Lung Capacity Lesson Plan

1. Purpose
To measure the amount of air that can be forced out of the lungs.

2. Materials:
¨ plastic dishpan
¨ 2 feet (61 cm) of aquarium tubing
¨ 1 gallon (4 liters) plastic milk jug
¨ masking tape
¨ pen
¨ water source

3. Procedure
a. Place a strip of masking tape down the side of the milk jug from top to bottom. Label the tape in centimeters to assist in measurement later on.
b. Fill the jug with water and screw on the cap.
c. Fill the dishpan about half full of water.
d. Place the jug upside down in the water, and remove the cap.
e. Have a team member help hold the jug. DO NOT allow air bubbles to enter the jug.
f. Place one end of the aquarium tubing inside the mouth of the jug.
g. Take a normal breath and exhale through the tubing. Mark the water level on the tape measured in centimeters.
h. Refill the jug with water and return it to the dishpan.
i. Breathe in deeply and make an effort to exhale all of the air out of your lungs through the tubing. Once again mark the water level on the tape.
j. Record your findings on your lab sheet. Make sure to enter them on your team’s Vital Signs Spreadsheet during media time.
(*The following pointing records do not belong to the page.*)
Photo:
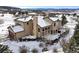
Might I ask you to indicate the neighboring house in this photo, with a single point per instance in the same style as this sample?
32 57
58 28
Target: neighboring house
37 26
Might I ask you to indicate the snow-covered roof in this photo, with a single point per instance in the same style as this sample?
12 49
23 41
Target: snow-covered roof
17 28
55 18
25 19
32 13
42 22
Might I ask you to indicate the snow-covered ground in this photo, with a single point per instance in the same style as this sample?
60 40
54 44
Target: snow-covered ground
71 26
14 46
8 20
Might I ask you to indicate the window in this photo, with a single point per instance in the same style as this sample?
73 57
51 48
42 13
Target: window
38 30
54 24
27 23
43 29
48 27
51 31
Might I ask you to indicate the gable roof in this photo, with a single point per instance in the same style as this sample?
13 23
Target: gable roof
17 28
25 19
42 22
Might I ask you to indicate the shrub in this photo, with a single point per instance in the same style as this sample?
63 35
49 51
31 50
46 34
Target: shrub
23 49
44 49
41 45
34 50
55 50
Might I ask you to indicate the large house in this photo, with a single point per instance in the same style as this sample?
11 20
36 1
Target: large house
37 26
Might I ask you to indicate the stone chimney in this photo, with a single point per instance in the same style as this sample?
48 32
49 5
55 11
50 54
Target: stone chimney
35 26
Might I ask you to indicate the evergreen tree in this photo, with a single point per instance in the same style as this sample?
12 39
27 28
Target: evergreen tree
64 21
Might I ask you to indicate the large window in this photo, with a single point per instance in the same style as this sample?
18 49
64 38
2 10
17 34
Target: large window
27 23
43 29
38 30
54 24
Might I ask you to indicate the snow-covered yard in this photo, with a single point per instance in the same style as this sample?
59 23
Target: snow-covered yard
14 45
71 26
8 20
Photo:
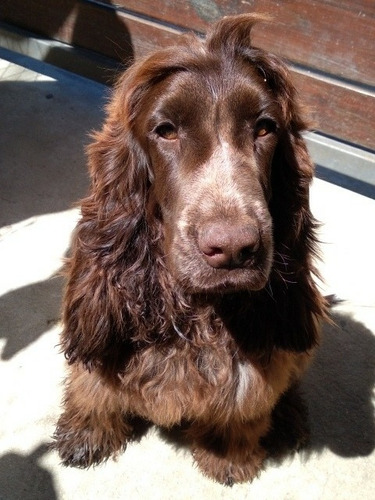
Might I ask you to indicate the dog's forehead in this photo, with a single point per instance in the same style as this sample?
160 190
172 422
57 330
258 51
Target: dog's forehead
198 91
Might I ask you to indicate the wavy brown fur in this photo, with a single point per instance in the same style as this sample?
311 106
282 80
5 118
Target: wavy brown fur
158 327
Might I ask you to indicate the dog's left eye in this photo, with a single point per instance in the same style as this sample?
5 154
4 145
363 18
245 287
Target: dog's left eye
264 127
167 131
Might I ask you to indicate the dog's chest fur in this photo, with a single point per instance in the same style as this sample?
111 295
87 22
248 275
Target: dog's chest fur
181 383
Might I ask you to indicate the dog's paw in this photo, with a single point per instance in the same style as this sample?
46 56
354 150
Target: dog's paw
84 448
226 470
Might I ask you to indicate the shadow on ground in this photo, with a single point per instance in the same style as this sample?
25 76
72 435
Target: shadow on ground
22 477
339 389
The water level drops as exhaled air enters the jug. Normal breathing does not push out as much water as does deep breathing. WHY? When the air enters the jug, it pushes the water out the opening. In normal breathing, only about one eighth of the lung’s capacity is used. During exercise, more air is taken in and exhaled, thus there is a larger amount of air exhaled during deep breathing.

Using what you know about the lung’s capacity for oxygen intake, how do you think other schools will measure up in this experiment? How may the altitude or geological locations of these students affect their scores? Compare your team’s Vital Signs spreadsheet data with others from around the country and summarize your findings. Be ready to share your insights at our next lab session.